I firmly believe that Google is crafting a data architecture for Glass that does not betray the user, because they do not want to be in the morality business. I think the data these devices collect could potentially be incredibly damaging, but if the data is stored and parsed in such a way that damaging facts can be hidden, and the user controls what data is used vs. not, the device will quickly become a trusted extension of one’s own self, much in the way smartphones already have. The default setting is to save all pictures and video recordings to a private area of Google+, where the user must choose to make it public. Google glass doesn’t really do much that the smartphone doesn’t already do, it simply gives smartphone addicts a new, faster, more immersive way to interact with data about the world around them. The real innovation here is not Google Glass, the innovation is, was, and will continue to be the incredibly powerful way that apps can augment your experience with the physical world by using real-time, passively collected data. Glass is simply a better app interface.

One of the more interesting apps I’ve been playing with lately is called Place Me. If I turn it on, it politely runs in the background, passively listening to my phone’s GPS data, then matching those points in space against a database of places, then providing me with a list of places and businesses it thinks I’ve gone to, and a tally of the hours I spent at each place. It’s usually pretty accurate, and provides an interesting way to quantify my time, over time. This sort of data could be used in very useful ways by marketers, and super-charged by a device like Google Glass. For example, “Hey Tim, we noticed you eat lunch at Plant on the Embarcadero a lot. Other people that work near you and like Plant have been going to this other new restaurant. Here’s a 10% off coupon for lunch today. Try it out and let us know if our hunch was right.” That sounds a lot like the kind of advice I would value from a friend, but suddenly I could get that from an automated system. As far as I can tell, that is what the future looks like.

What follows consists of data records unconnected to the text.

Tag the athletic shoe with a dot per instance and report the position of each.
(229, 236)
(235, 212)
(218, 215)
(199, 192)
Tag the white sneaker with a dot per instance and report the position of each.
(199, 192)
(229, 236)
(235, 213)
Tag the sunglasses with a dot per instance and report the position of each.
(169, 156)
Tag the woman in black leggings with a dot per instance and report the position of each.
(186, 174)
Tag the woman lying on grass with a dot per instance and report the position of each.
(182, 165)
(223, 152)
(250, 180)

Glass, I should point out, does not have GPS built in (yet), and much of its functionality lies in tethering to a smartphone (Android, of course) that does have GPS and a keyboard. The proponents of Glass love that it’s operated by voice-command, but the idea of loudly prompting my Glass device at work or dictating my emails while walking down the street makes me cringe. I already stop and stand on the side of the sidewalk to type texts rather than use Siri. I will definitely kick the first person who randomly starts yelling “OK, Glass…” out of any meeting I’m running. So, while it does do a bunch of cool stuff on it’s own by soaking up ambient information and feeding the user data, for that user to interact with the world or do much with this information, I expect to see a lot of tethering and dual-device usage.

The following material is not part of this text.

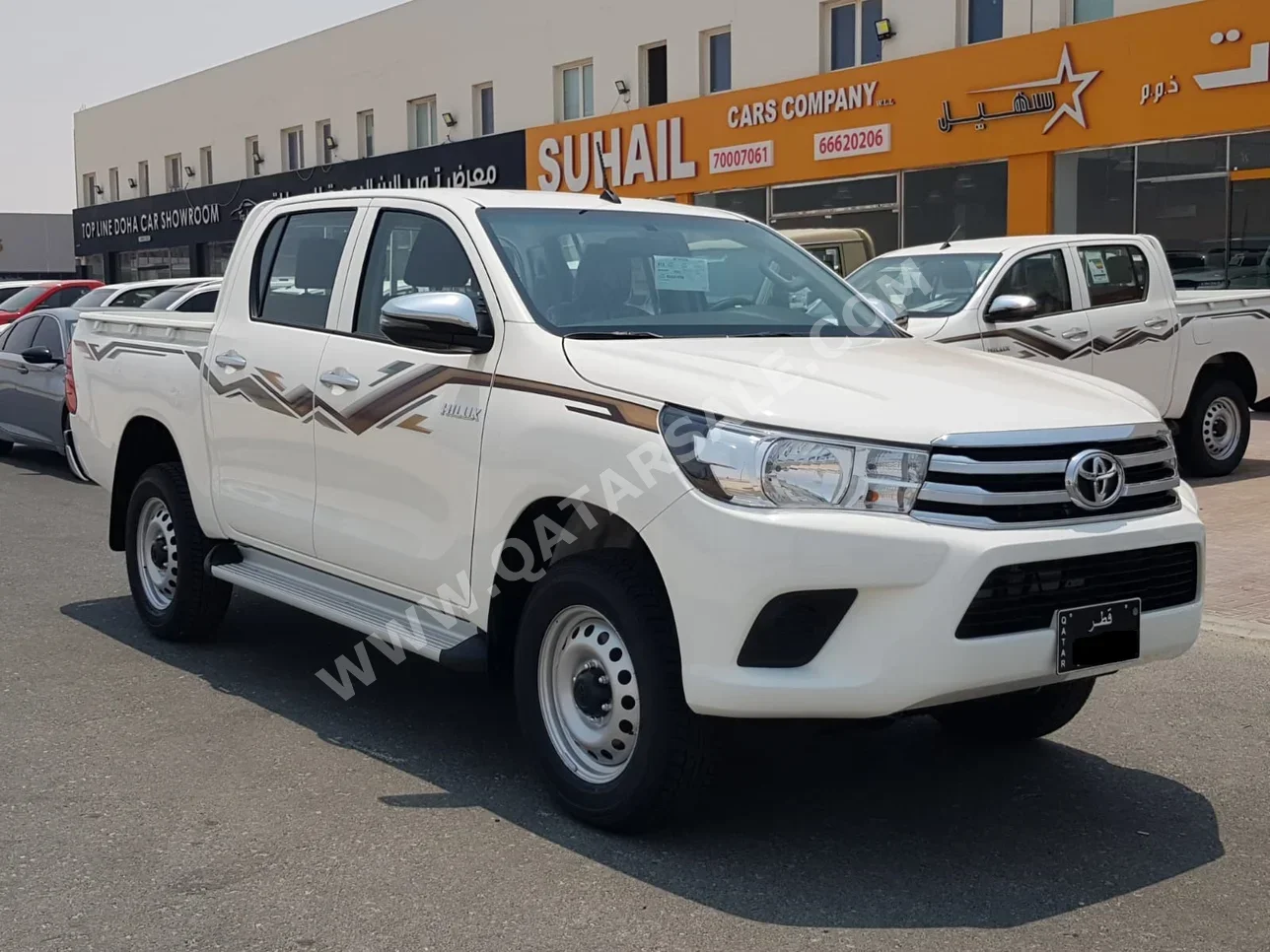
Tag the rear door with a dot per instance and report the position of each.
(1058, 331)
(1136, 334)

While I’m bullish on apps and helpful data collected from passive sensors like Glass, I’m still not totally sure that Glass will actually wind up being a successful consumer device (unless, as Scoble points out, they make it really cheap, like <$200). A friend of mine calls them “Segway Glasses,” because he thinks they’re so nerdy looking that only rich guys, rent-a-cops, and tourists would be willing to be seen in public using them. I think he might be right. However, I really do believe that the future will be full of apps that act like 99-cent sixth-senses, and the sensors that feed data to these apps will grow smaller and smarter, and in time, become normal.